Le premier, rapporté par Myers dans son ouvrage sur la Conscience subliminale, concerne une personne bien connue de l'auteur, M. Brown, dont il garantit la parfaite sincérité.

Un nègre, d'origine cafre, vint en visite chez M. Brown un jour qu'il faisait des expériences spirites avec sa famille.

Le visiteur introduit, on demanda s'il y avait de ses compatriotes défunts voulant entrer en communication avec lui.

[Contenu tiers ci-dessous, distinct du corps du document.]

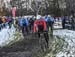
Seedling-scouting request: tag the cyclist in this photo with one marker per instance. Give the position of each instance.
(41, 27)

Aussitôt, la jeune fille de la maison, qui ne connaissait pas un mot de cafre, écrivit plusieurs noms en cette langue. Lus au nègre, ils provoquèrent chez lui une vive stupeur. Puis vint un message en langue cafre dont il comprit tout à fait la lecture, à l'exception d'un mot inconnu de M. Brown. En vain celui-ci le prononçait de diverses manières, le visiteur n'en saisissait pas le sens. Tout à coup, le médium écrivit : « Fais claquer ta langue. » Alors M. Brown se rappela soudain le claquement particulier de la langue qui accompagne l'articulation de la lettre t chez les Cafres, et il se fit comprendre immédiatement.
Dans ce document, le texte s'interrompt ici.